Torch Interfaces – why bigger isn’t always better.


You need a good torch

A good torch is one of the key bits of equipment for outdoor adventures. Nothing is worse than stumbling around in the dark not being able to see – well, except maybe stumbling around in the dark not knowing where you are.

It’s easy to assume that the more powerful the torch, the better it must be – certainly, Lumen ratings has become one of the latest bragging points whenever you get a group of  (generally guys) talking about outdoor gear.

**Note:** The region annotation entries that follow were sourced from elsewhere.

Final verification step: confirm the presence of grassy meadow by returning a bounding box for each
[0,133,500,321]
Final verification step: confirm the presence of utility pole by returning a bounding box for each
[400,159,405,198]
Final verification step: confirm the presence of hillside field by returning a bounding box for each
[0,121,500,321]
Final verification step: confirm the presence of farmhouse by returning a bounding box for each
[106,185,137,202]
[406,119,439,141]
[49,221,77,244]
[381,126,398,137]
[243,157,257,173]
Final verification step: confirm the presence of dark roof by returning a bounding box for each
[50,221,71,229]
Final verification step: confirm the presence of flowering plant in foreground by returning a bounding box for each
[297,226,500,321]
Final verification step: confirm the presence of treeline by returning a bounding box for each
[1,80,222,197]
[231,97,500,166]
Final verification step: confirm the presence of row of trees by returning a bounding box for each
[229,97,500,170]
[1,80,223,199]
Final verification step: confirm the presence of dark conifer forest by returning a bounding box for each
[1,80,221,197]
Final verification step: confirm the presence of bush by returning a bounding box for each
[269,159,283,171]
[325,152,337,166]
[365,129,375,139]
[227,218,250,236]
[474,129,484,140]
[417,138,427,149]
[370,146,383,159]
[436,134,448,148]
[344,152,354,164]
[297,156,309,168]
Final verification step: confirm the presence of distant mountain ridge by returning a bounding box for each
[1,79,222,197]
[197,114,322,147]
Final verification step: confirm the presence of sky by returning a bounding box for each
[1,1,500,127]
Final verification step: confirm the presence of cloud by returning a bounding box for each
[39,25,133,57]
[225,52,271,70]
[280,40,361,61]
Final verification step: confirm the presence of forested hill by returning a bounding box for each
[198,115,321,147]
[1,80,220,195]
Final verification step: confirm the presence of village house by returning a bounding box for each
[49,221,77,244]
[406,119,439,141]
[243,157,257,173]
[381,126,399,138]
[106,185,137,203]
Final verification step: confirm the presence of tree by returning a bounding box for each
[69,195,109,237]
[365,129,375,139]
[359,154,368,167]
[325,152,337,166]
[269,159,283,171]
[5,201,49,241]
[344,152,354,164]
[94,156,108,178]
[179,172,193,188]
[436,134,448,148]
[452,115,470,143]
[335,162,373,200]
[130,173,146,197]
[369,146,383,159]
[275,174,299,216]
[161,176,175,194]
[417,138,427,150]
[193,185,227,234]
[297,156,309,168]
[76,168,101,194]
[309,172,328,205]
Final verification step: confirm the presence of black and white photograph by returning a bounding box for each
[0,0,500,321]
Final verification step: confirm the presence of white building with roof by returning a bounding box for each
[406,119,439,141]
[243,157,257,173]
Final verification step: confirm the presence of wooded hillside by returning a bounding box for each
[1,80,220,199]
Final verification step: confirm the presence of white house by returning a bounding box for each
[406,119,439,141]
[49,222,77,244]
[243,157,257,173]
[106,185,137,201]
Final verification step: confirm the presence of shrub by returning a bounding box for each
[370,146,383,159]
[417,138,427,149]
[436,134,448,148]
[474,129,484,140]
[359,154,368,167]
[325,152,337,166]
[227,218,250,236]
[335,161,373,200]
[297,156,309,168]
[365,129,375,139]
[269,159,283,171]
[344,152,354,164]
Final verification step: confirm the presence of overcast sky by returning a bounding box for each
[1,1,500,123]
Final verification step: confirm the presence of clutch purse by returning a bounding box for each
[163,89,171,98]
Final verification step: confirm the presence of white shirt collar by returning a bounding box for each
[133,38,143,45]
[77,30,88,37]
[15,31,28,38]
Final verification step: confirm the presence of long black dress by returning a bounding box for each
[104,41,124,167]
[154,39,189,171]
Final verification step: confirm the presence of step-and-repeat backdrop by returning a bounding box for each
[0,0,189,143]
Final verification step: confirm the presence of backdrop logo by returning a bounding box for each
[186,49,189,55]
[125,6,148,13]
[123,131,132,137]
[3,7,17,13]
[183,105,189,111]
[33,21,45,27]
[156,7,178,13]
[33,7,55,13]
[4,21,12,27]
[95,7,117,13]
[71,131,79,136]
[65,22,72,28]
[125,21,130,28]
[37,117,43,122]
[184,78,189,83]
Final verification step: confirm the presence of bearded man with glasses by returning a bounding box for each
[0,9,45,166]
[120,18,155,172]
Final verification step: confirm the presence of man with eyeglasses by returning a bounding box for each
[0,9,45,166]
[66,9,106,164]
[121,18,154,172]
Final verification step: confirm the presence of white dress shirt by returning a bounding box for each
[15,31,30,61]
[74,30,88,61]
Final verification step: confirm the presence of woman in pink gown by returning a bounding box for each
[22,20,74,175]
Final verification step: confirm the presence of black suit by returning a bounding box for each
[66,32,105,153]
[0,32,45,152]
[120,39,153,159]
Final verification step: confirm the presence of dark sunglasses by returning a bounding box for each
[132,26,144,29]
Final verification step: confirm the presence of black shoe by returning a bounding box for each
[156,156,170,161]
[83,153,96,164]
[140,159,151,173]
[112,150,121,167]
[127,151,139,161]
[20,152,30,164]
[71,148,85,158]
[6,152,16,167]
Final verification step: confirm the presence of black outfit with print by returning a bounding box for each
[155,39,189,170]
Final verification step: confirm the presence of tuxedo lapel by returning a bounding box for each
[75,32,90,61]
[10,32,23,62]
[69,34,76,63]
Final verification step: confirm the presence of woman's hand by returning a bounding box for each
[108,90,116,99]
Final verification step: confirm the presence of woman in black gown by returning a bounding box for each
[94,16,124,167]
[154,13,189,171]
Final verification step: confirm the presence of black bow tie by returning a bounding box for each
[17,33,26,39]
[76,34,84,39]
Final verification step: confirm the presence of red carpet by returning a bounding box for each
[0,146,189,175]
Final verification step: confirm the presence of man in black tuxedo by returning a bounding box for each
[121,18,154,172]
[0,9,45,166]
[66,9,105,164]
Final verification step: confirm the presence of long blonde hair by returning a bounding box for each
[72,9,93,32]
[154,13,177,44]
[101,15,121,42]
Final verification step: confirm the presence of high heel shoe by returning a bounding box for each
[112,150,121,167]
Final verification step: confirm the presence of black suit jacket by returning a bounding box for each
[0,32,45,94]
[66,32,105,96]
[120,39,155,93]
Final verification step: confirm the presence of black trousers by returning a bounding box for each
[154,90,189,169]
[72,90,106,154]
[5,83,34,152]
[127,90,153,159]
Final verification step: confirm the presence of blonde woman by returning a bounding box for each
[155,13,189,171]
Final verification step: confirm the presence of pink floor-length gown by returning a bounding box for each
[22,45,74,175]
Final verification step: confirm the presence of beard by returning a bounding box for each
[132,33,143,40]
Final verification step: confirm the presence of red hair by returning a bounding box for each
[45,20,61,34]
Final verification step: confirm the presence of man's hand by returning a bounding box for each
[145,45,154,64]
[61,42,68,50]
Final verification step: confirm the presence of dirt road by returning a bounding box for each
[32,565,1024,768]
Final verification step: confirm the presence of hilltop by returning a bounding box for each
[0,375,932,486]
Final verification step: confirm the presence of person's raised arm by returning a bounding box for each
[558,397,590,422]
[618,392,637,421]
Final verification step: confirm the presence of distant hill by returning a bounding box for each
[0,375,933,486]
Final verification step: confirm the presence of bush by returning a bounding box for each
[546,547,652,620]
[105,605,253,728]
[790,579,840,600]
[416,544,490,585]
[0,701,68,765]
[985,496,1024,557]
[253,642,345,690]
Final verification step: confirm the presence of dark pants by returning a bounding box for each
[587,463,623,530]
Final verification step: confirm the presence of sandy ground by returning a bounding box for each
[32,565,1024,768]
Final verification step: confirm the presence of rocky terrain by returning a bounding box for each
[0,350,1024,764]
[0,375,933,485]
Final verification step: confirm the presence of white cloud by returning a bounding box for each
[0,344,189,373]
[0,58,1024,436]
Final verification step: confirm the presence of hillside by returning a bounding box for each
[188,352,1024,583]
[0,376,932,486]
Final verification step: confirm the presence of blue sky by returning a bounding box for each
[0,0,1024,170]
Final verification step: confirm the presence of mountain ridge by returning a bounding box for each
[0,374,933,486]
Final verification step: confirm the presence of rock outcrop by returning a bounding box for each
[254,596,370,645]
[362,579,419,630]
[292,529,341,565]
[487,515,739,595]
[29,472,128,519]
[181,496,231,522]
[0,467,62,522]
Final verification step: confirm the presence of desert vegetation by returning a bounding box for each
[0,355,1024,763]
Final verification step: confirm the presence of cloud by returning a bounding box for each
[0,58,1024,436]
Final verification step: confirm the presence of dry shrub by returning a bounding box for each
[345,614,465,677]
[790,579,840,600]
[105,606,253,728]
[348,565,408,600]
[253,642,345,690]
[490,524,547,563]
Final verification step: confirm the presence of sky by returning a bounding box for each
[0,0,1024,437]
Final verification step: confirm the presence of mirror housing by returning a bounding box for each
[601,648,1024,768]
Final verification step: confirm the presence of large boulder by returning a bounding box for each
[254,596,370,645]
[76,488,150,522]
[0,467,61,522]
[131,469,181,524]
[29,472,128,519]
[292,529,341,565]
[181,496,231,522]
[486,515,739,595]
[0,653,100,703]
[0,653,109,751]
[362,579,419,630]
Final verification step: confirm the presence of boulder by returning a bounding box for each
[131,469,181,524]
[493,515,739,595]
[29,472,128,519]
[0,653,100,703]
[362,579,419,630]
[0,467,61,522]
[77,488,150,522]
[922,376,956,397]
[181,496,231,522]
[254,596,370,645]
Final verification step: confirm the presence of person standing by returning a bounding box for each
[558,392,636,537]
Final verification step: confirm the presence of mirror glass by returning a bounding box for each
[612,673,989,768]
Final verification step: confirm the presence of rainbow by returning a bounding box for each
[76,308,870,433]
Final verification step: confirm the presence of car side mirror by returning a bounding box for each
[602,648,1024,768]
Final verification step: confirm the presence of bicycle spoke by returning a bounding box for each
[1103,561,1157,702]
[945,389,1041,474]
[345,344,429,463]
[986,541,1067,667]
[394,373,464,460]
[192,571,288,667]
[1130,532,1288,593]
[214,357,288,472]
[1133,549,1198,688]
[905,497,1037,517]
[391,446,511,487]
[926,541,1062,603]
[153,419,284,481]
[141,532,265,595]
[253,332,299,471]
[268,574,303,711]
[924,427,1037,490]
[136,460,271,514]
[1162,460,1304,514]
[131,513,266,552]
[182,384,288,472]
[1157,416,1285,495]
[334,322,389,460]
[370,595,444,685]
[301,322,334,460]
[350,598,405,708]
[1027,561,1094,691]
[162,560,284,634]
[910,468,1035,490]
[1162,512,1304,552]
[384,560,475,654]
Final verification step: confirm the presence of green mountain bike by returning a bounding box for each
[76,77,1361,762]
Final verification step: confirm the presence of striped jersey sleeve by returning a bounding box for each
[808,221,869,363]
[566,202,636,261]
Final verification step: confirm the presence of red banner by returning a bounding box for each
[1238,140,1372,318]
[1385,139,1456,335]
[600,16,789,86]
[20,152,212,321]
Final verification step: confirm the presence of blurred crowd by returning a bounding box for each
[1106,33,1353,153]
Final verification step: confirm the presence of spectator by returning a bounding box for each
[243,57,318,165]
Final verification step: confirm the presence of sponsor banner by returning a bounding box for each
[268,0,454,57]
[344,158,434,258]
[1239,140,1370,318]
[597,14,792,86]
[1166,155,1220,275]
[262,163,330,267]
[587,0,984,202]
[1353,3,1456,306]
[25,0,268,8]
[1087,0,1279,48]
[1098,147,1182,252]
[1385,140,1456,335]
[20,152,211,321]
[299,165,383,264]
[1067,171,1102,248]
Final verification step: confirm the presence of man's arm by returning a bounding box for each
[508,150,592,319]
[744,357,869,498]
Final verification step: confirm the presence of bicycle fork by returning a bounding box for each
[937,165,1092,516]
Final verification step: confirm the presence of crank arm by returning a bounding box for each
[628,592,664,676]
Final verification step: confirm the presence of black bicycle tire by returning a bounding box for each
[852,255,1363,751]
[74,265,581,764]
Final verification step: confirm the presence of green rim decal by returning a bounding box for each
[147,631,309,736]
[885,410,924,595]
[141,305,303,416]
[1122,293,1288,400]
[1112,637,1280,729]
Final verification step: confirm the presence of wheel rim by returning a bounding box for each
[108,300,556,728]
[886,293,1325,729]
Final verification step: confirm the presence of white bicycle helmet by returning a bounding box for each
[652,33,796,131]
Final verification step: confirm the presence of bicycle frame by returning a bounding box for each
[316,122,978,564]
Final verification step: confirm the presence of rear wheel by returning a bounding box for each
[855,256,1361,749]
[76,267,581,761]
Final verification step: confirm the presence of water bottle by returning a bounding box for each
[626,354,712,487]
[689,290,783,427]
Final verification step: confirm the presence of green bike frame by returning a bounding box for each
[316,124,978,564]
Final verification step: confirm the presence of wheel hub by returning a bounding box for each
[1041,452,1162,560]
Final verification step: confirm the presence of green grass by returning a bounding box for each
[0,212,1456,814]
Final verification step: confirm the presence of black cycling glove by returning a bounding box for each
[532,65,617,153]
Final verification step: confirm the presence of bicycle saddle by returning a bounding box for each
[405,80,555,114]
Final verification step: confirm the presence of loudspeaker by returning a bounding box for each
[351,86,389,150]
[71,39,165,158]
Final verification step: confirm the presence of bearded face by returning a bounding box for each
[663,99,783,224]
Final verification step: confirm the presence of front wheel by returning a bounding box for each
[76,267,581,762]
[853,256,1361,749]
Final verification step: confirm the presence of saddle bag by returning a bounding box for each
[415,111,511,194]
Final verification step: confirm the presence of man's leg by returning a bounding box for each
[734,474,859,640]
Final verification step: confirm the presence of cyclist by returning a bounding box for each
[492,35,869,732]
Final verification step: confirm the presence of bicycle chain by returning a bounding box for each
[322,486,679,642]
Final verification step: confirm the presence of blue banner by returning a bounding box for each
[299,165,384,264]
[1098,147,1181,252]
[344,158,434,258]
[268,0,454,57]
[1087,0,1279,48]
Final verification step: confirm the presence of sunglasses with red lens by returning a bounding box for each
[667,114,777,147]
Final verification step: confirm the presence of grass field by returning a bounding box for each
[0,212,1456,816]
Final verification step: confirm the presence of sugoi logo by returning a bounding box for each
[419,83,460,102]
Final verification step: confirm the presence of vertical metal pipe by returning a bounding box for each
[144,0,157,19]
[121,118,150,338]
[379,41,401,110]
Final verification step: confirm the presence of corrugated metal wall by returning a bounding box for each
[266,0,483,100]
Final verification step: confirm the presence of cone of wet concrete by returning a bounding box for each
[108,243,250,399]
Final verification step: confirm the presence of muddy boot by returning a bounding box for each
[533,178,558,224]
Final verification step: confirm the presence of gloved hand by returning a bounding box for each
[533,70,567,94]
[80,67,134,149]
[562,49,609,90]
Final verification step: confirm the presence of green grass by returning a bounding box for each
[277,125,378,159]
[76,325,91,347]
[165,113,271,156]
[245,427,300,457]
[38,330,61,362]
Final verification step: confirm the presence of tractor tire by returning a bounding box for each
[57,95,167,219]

However, more is not always better. To me, heaps of power is totally useless without a good way to control it. This makes the torch interface often even more important than overall power.

Torch Interfaces

Since the majority of torches these days are LED, the majority of torches also have PCB boards. This means the ability to utilise more complex control methods – which has meant many torches have multi output levels, different strobe patterns, the ability to automatically adapt to your surrounds and more. However. Again, more doesn’t always mean better.

To me, a torch that you can’t turn on, then off, is an instant fail. Especially in LandSAR, where you may be turning the torch repeatedly on and off for sound and light sweeps, having to cycle through multiple modes repeatedly quickly gets annoying. Rather,  like the 4Sevens torch I have, the ability to independently turn the unit on and off and chose the power output is a simpler, but better torch interface.